シグナリングとホテル代

<要約>
普段は勘定をほぼ割り勘しているカップルでも、「ホテル代だけは男性に出してほしい」という意見を持つ女性がいる。その理由は、女性がそんなにエッチしたくないから、というわけでは必ずしもない(´・ω・)<本文>
諸君はデートの会計をどのように行っているだろうか。大学生同士であったり、社会人でも年齢や立場が近いカップルだと、デートの勘定は割り勘、もしくはそれに近い形(「ご飯代は私が払うから映画はあなたが払ってね」というような場合も含む)で行っていることが多いと考えられる。しかしそうした場合でも、「ホテル代だけは必ず男性に全額払ってほしい」という意見が例えばネットであるとか、筆者が書きこんだmixi日記等で散見される(´・ω・)

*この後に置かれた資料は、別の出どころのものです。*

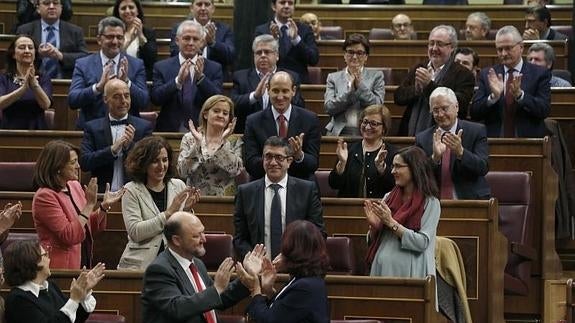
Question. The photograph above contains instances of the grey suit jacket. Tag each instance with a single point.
(144, 224)
(339, 97)
(72, 44)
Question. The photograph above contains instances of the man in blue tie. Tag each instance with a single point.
(107, 140)
(61, 42)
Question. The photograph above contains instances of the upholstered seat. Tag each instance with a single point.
(513, 191)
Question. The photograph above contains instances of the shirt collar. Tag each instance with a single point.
(34, 288)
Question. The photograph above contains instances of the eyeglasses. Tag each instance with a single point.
(437, 43)
(506, 48)
(278, 158)
(359, 53)
(371, 123)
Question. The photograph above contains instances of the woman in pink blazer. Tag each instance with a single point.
(66, 216)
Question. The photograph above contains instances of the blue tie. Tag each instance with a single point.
(276, 221)
(51, 64)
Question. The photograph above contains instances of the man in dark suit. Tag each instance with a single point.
(286, 120)
(513, 98)
(184, 82)
(92, 72)
(107, 141)
(422, 79)
(219, 45)
(177, 287)
(61, 42)
(256, 218)
(249, 91)
(458, 149)
(297, 44)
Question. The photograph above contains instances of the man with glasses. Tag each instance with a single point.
(510, 104)
(458, 149)
(263, 208)
(92, 72)
(299, 126)
(61, 42)
(422, 79)
(249, 91)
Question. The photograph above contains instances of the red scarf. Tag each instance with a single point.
(407, 213)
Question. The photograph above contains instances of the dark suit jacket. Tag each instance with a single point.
(177, 108)
(168, 296)
(245, 82)
(87, 72)
(416, 117)
(467, 174)
(261, 125)
(304, 300)
(302, 203)
(530, 112)
(96, 156)
(299, 56)
(223, 51)
(72, 44)
(23, 306)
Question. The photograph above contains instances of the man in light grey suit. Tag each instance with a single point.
(350, 90)
(67, 43)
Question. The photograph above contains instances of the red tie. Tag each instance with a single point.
(282, 126)
(446, 182)
(210, 316)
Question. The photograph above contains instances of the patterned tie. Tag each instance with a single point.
(51, 64)
(510, 107)
(276, 221)
(210, 316)
(282, 126)
(446, 182)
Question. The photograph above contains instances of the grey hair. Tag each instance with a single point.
(265, 38)
(191, 23)
(452, 34)
(483, 18)
(110, 22)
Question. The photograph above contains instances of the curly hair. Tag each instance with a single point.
(143, 154)
(304, 250)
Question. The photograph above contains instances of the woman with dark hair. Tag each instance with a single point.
(33, 298)
(151, 198)
(139, 41)
(365, 169)
(210, 158)
(66, 216)
(403, 225)
(349, 91)
(24, 95)
(304, 298)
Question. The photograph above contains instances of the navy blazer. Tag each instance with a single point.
(530, 112)
(96, 156)
(245, 82)
(299, 56)
(304, 300)
(302, 203)
(261, 125)
(168, 295)
(72, 44)
(87, 72)
(223, 51)
(177, 109)
(467, 173)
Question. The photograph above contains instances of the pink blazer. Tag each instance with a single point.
(57, 224)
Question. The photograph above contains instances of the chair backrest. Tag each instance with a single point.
(218, 247)
(17, 176)
(341, 256)
(322, 178)
(331, 32)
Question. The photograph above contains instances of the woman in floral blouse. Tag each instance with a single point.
(210, 158)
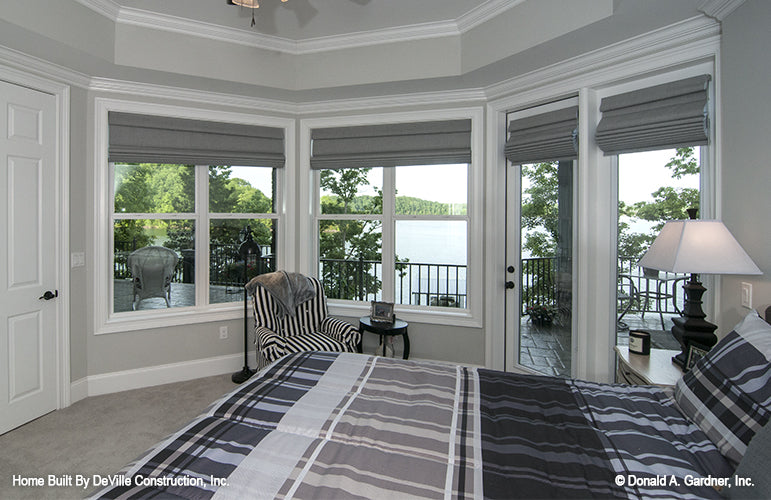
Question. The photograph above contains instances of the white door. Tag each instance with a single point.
(28, 322)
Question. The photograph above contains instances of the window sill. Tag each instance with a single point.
(164, 318)
(433, 316)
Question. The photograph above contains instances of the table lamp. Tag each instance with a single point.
(698, 247)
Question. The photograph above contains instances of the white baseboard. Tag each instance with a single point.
(107, 383)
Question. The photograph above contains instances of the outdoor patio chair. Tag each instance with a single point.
(152, 269)
(657, 291)
(309, 329)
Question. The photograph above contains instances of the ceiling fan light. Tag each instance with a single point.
(250, 4)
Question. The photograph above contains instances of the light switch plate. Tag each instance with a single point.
(747, 295)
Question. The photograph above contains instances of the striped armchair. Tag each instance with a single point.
(311, 329)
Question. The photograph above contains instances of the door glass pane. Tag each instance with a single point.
(153, 264)
(226, 263)
(431, 263)
(546, 277)
(653, 187)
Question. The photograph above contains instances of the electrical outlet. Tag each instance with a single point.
(747, 295)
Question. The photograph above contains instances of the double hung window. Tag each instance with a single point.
(392, 217)
(653, 134)
(185, 196)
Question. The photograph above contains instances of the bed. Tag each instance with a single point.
(345, 425)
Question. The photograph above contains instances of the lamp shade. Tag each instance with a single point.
(699, 247)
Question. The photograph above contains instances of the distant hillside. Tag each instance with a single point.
(404, 205)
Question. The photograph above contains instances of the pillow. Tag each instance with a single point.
(728, 392)
(754, 468)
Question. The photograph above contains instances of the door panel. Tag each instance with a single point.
(28, 325)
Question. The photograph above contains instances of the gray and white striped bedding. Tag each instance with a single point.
(343, 425)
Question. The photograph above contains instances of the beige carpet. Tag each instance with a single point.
(99, 435)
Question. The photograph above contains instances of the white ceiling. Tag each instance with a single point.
(304, 20)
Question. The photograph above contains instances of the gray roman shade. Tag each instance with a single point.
(158, 139)
(546, 137)
(399, 144)
(661, 117)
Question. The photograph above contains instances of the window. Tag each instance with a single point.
(155, 220)
(426, 219)
(394, 216)
(179, 196)
(653, 187)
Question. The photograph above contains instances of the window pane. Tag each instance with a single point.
(150, 188)
(153, 264)
(352, 191)
(431, 263)
(350, 259)
(653, 187)
(245, 190)
(226, 264)
(432, 190)
(546, 267)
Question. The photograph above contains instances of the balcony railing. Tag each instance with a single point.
(426, 284)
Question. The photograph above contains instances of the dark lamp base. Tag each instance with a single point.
(242, 376)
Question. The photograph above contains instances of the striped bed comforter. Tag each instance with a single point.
(341, 425)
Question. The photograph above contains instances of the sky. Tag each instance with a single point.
(640, 174)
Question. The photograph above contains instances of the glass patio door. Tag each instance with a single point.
(539, 268)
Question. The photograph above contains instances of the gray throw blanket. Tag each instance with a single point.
(288, 290)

筆者が彼女からそう言われた経験はないのだが、実際に言われたら「あー…このコは俺とのエッチがあんまり好きじゃないのかしら(´・ω・)」とプチ凹むだろうなぁ、と、かつては思っていた。しかし違う可能性、しかもより有力な可能性もあることに最近気づいた。女性はあなたとのエッチが好きでないわけではなく、エッチが好きでないと思われたい(特に女友達など、彼氏以外の人間に)だけかもしれないのだ。その場合は、女性の気持ちを理解してホテル代は男が全額払い、他で勘定を調整することがお互いにとって有益だろう(´・ω・)

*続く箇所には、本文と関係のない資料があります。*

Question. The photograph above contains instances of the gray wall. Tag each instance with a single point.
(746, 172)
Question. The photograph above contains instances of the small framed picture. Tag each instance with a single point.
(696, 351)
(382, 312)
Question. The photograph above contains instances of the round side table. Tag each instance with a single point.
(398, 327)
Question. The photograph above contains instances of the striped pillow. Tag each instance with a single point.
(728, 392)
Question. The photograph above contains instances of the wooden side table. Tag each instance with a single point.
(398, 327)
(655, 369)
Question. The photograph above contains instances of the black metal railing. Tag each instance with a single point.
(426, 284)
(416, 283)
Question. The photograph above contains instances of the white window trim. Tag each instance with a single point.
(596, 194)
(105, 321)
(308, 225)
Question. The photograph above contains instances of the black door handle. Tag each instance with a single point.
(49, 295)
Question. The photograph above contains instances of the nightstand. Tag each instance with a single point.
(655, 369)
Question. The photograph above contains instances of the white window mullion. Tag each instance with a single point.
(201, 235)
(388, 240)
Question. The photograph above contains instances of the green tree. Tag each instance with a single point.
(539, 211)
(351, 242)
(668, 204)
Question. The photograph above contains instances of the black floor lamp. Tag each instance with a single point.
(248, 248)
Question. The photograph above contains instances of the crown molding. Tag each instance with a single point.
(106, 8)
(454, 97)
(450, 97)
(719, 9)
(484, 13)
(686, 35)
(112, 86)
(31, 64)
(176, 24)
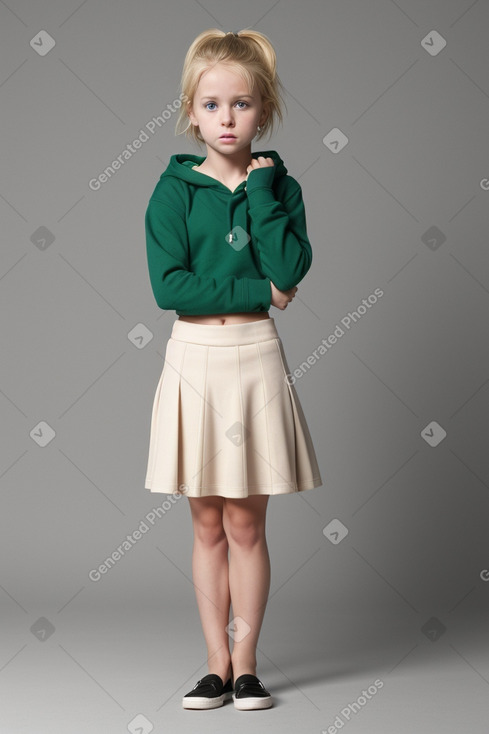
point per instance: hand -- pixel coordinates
(260, 162)
(281, 299)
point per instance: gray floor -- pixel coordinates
(104, 669)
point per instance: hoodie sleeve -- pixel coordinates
(278, 228)
(176, 287)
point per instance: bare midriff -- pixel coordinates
(221, 319)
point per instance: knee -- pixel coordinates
(209, 531)
(244, 532)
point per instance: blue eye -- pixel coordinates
(240, 102)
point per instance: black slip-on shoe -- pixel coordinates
(250, 693)
(208, 693)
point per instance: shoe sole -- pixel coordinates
(251, 704)
(204, 703)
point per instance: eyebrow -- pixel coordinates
(215, 96)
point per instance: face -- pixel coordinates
(223, 105)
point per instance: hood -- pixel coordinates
(180, 166)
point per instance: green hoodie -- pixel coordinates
(211, 250)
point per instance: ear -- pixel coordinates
(264, 116)
(191, 115)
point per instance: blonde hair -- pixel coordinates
(250, 54)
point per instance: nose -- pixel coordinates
(227, 117)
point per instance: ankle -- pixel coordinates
(240, 667)
(223, 669)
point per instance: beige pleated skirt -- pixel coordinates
(226, 421)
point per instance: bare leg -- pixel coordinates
(249, 575)
(210, 572)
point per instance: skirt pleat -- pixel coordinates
(225, 419)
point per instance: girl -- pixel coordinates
(226, 239)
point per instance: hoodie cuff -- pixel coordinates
(259, 294)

上のように考える理由を説明する前に、根拠となる理論について簡単に解説しよう。私達が何か行動を取ると、その行動を観察した他者は、私達について何かしらの情報を得る。これを経済学ではシグナリングという。例えば、A君がBさんに「あなたが好きです」ということは、Bさんに「A君が自分を好いている」という情報を与えるという意味でシグナリングであるし、高い婚約指輪を贈ることも相手と結婚する固い意志が自分にあることのシグナリングと解釈できる(´・ω・)


上の2例は送り手が意図的にシグナルを送っているケースだが、意図的でない場合もたくさんある。新型インフルエンザが弱毒であると繰り返し強調する自治体を見て我々は、彼らに感染拡大を防止する具体的手段や自信がないことを知る。また我々は、血液型占いを頻繁に話題にする男女の知能を推し測ることができる。部室で一人スーファミに向かってボンバーマンの練習をする筆者を見て、部員は筆者が非常に魅力的な男性か、あるいは筋金入りのアホであることを知る。おおよそ我々が行う全ての行動は、他者に対して何らかの情報(望ましいものもあれば、望ましくないものもある)を伝えてしまうのだ(´・ω・)

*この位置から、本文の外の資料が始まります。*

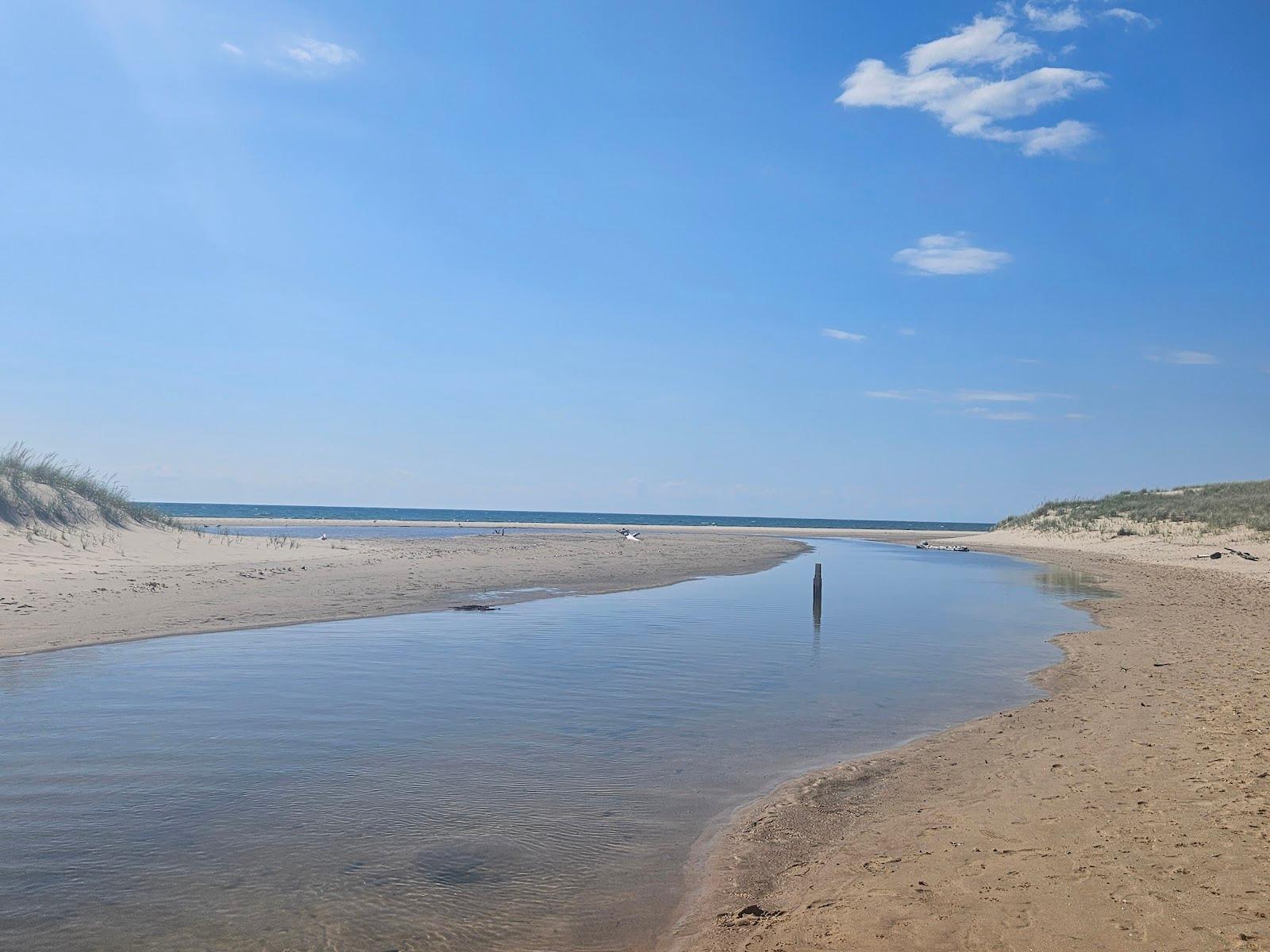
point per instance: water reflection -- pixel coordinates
(529, 778)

本題に戻る。「ホテル代を男性に払ってほしい」というのは、単純に解釈すれば「自分はエッチにそんな乗り気でないから、乗り気な方(男)が全部払うべきだと思う」というシグナリングでありうる。しかし重要なのは、そのシグナルが彼氏向けのものではないかもしれないことだ。女性が数人のグループで酒を飲み、話が少し深い方に行った場合を想像してほしい。デートの会計どうしてるのー?と聞かれて、自分達はホテル代を割り勘している、と軽く酔いの回った彼女らに言えば、「エッチが好き」と解釈される可能性がある。そして一部の女性は、それが事実かどうかとは関係なく、そう思われることを恥ずかしがるだろう。つまり、ホテル代を男に払わせるのは、自分はそんなエッチに乗り気でないけど彼氏がしたがるから一応…、と「友人たちに」思われたいからであり、別にエッチが嫌いだからではないかもしれないのだ。この場合、男が凹む必要はまったくない(´・ω・)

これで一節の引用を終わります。